2017 is nearly here! A new year, a new outlook, a new resolution. Right?
Let's be real - we all feel refreshed and ready to take on the world on January 1. There's lots of energy, you have that gun-ho feeling of being able and ready to do everything and anything. You're optimistic, happy, inspired, and smiling. But we also know that resolutions are hard to follow after the first week or month of the new year. There are countless articles about keeping yourself motivated, with even more numerous tips to help ease the weight of a New Year's Resolution. Everything from keeping your goals small and manageable, having a buddy to keep you accountable, telling your friends via social media to have all of them keep you going, using apps to track your progress, rewarding yourself for small milestones, etc. Frankly, even the advice can get overwhelming.
Big or small, resolutions can be scary and intimidating, whatever they are. Change in general is pretty scary, so it's no surprise that after making your big resolution, you start to drift towards your old habits. Whether you make a resolution to stay healthy, sing in the rain, write a novel, get into graduate school, open your heart to a new relationship, talk to your far-away friends more often, or find a moment to smile about every day, we all wish to keep our momentum going past January.
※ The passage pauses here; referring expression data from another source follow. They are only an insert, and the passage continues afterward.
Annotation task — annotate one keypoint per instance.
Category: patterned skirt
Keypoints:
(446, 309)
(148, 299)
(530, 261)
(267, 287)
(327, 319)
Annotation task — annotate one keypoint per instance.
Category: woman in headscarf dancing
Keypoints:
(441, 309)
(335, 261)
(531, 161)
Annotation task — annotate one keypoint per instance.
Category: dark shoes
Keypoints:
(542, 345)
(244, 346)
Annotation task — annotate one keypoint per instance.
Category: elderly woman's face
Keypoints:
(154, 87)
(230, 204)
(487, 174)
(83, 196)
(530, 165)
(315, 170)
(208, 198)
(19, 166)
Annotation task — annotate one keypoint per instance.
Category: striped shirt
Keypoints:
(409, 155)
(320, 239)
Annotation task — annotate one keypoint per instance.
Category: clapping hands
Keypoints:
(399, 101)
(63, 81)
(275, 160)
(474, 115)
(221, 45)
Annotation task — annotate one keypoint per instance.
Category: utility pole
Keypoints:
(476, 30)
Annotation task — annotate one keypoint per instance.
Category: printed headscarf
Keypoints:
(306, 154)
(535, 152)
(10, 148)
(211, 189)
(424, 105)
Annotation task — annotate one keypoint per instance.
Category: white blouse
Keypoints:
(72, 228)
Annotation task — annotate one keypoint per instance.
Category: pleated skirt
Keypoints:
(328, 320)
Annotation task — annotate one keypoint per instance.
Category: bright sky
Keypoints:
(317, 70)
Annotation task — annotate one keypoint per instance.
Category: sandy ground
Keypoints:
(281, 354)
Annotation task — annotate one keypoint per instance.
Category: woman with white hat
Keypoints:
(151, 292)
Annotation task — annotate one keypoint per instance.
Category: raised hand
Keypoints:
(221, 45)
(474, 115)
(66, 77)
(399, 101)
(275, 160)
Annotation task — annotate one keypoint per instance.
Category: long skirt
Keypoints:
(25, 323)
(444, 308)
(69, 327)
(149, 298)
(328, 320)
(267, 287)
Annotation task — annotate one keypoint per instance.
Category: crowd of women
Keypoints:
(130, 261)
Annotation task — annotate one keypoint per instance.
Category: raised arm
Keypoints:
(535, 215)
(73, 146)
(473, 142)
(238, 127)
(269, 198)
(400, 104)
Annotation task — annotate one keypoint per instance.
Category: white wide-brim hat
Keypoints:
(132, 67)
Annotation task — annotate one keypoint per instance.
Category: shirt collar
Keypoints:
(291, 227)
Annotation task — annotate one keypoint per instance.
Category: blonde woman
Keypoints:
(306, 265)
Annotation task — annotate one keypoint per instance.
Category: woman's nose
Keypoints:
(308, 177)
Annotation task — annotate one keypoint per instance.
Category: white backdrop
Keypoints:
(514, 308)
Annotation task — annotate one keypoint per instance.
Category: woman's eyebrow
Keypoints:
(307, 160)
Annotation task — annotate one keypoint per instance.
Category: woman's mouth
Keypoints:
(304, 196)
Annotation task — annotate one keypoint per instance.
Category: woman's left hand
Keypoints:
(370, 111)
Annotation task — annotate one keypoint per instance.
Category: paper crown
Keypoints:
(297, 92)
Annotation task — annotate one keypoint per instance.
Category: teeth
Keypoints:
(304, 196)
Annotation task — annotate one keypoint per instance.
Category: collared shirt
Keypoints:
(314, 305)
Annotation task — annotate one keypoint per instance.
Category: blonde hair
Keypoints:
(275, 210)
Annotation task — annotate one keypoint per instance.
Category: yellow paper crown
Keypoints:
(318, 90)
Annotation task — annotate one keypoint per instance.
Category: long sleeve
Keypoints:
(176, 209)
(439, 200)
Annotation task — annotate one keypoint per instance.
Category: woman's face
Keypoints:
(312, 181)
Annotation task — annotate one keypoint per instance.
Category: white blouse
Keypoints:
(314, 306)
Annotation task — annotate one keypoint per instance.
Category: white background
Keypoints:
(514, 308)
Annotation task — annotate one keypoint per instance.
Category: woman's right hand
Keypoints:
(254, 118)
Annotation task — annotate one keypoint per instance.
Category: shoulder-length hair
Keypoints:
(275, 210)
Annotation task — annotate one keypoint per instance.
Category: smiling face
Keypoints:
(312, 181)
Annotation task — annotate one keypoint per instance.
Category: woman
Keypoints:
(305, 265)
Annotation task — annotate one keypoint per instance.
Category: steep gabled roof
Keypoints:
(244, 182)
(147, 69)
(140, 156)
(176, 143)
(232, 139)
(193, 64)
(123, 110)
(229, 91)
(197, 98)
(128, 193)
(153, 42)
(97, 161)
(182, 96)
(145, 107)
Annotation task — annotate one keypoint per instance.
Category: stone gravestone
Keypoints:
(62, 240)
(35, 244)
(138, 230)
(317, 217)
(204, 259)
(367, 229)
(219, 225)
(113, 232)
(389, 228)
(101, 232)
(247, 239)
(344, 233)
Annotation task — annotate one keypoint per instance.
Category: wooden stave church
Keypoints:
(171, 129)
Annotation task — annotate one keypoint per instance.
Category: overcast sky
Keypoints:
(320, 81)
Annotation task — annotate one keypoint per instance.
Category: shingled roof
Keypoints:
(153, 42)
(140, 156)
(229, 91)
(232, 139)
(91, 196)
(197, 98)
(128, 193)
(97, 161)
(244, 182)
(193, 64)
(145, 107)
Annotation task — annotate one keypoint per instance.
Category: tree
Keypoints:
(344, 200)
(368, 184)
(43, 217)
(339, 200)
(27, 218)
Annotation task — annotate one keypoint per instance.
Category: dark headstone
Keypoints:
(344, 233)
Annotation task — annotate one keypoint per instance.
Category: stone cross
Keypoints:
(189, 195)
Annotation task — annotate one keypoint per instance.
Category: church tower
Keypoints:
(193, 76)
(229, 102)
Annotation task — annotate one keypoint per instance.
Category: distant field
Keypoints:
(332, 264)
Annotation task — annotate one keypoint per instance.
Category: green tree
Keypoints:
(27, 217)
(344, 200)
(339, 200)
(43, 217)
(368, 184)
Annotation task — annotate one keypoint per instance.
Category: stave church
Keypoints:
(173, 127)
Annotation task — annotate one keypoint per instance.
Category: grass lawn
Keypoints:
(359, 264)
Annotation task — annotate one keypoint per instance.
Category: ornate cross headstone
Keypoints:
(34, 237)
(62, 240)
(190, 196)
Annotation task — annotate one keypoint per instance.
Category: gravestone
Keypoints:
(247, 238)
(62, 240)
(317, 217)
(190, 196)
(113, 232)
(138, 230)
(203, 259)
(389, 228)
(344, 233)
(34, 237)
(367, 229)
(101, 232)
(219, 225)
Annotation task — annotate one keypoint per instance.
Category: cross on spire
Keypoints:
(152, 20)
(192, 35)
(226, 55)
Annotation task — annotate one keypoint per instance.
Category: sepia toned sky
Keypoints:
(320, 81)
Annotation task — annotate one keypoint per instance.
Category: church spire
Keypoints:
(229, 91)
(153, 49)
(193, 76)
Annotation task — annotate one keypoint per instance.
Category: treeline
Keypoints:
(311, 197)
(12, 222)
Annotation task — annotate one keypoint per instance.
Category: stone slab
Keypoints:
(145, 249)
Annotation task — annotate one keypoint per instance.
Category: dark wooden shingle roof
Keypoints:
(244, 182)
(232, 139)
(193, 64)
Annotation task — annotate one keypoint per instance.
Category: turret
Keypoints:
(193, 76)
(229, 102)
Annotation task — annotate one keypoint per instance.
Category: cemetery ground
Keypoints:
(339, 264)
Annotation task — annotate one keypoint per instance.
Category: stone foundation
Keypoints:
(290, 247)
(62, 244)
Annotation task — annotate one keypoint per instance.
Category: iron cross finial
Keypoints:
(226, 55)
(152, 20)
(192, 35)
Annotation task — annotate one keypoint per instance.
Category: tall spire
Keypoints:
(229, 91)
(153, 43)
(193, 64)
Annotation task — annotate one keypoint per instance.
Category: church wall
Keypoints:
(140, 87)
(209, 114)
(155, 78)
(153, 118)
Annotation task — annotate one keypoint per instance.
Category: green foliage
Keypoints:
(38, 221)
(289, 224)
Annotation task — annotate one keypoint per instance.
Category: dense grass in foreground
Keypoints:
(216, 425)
The season influences you to make these resolutions, but most of them could be summarized to "living everyday life as best we can", to put it succinctly. We don't want to just wave through a window, we want to defy gravity (yes, those were Dear Evan Hanson and Wicked references, respectively), we all just want to be happy with the lives we live. Maybe we fall down, but that's just a part of our lives, and we pick ourselves up and keep going. As Margaret Mitchell's Scarlett O'Hara put it simply, "After all, tomorrow is another day" (Gone with the Wind, 1936).
Jojo Moyes wrote, "You only get one life. It's actually your duty to live it as fully as possible" (Me Before You, 2012). That includes making mistakes, potentially very big ones, very stupid ones, or very trivial ones, but mistakes that help you to evolve and learn nonetheless. You don't need a declarative resolution to make those mistakes, and you definitely don't need it to remember what makes you happy and what makes you feel like you're living the life you want.
So make your resolutions, but remember that it doesn't have to be New Year's Eve for you to make resolutions and don't be disappointed when you can't hold on to them past January. Remember that you can make them everyday, restart everyday. Look at the stars, reach for them, and show everyone that your feet are still on the ground. For as Walt Disney said, "All our dreams can come true, if we have the courage to pursue them." Go after them every day, even the little quotidian ones. Go after them not just because it's that's time of year.